El presidente colombiano, Gustavo Petro, promulgó este jueves una ley que suscribe la Convención Internacional contra el reclutamiento, la utilización, la financiación y el entrenamiento de mercenarios, aprobada por la Asamblea General de las Naciones Unidas en 1989, en interés de frenar la exportación de combatientes a los conflictos que se libran en distintas partes del mundo o su contratación para la comisión de delitos.
"Trabajamos muchísimo en el Congreso y tuve la fortuna y el honor de ser coordinador-ponente de este proyecto de ley, que evita que sigamos exportando muerte, que sigan siendo engañados hombres y mujeres. Y que, sobre todo, nos convirtamos nosotros en una figura de dolor y angustia en países como Ucrania, Congo, Yemen o México", manifestó el congresista Alejo Torres, de la bancada oficialista Pacto Histórico.
En el texto legal, que ahora es de obligatorio cumplimiento en el país suramericano, se establece que "los Estados partes no reclutarán, utilizarán, financiarán ni entrenarán mercenarios con el objeto de oponerse al legítimo ejercicio del derecho inalienable de los pueblos a la libre determinación, reconocido por el derecho internacional, y tomarán […] las medidas apropiadas para prevenir el reclutamiento, la utilización, la financiación o el entrenamiento de mercenarios para tal objeto".

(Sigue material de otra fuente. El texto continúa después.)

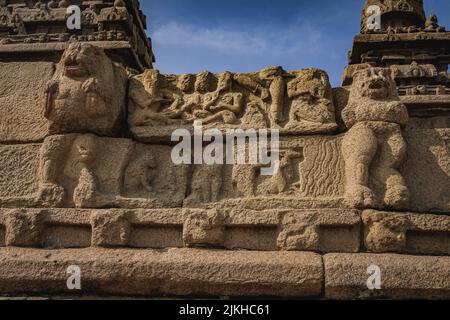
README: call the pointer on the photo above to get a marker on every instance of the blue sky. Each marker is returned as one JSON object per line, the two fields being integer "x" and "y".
{"x": 191, "y": 36}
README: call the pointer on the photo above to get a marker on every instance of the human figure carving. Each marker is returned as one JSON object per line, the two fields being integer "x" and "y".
{"x": 310, "y": 94}
{"x": 374, "y": 147}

¡Magnífica noticia!El presidente @petrogustavo sancionó la Ley 2569 del 17 de marzo de 2026 que prohíbe el uso de mercenarios colombianos. Dejaremos de exportar muerte, de que jóvenes sean carne de cañón, de hacer de la muerte un negocio donde se benefician los capos de las… pic.twitter.com/RuEHgpe0Ba
— Alejo TORO (@AlejoToroAnt) March 18, 2026
En ese espíritu, se conmina a los Estados a establecer "penas adecuadas para los delitos contemplados en la Convención", con atención a su "carácter grave". La lista incluye haber sido reclutado para combatir en un conflicto armado que se libra en el extranjero, tomar parte en hostilidades ajenas por interés crematístico, derrocar a un gobierno o socavar de algún modo el orden constitucional de un Estado o su integridad territorial.
Mercancía de muerte
Colombia, atravesada desde hace más de seis décadas por un conflicto armado interno, ha devenido en exportadora de mercenarios para diversas guerras, al disponer de una masa importante de personas con formación militar probada en el campo de batalla, procedente tanto de las Fuerzas Armadas como de diversas insurgencias y grupos paramilitares.
En data relativamente reciente, se ha comprobado su presencia en Ucrania, combatiendo del lado de Kiev. Según sus testimonios, el mecanismo primordial de captación son las redes sociales. Los reclutadores suelen ofrecer beneficios económicos que en mucho superan los salarios regulares de la nación bolivariana, así como entrenamiento especializado y promesas de riesgo vital bajo.
No obstante, a su llegada a las zonas de combate, han comprobado que fueron engañados. Muchos han sido puestos en la primera línea sin entrenamiento suficiente y dejados a su suerte, sin apenas equipamiento ni respaldo. Tampoco se han concretado los pagos de la forma ofrecida y, en caso de muerte o desaparición, sus familiares deben enfrentar dolorosos procesos para conseguir que se les busque, que sus restos sean recuperados y que se les cancele el monto del contrato que suscribieron con los contratistas ucranianos.
De otra parte, otras naciones de América Latina no han permanecido ajenas a la implicación de mercenarios colombianos en la perpetración de delitos graves, como el magnicidio del presidente haitiano Jovenel Moïse en 2022. El crimen exacerbó la crisis política y social en el país antillano, donde ahora mismo poderosas pandillas controlan grandes porciones del territorio, mientras la población padece violencia y violaciones sistemáticas a sus derechos fundamentales.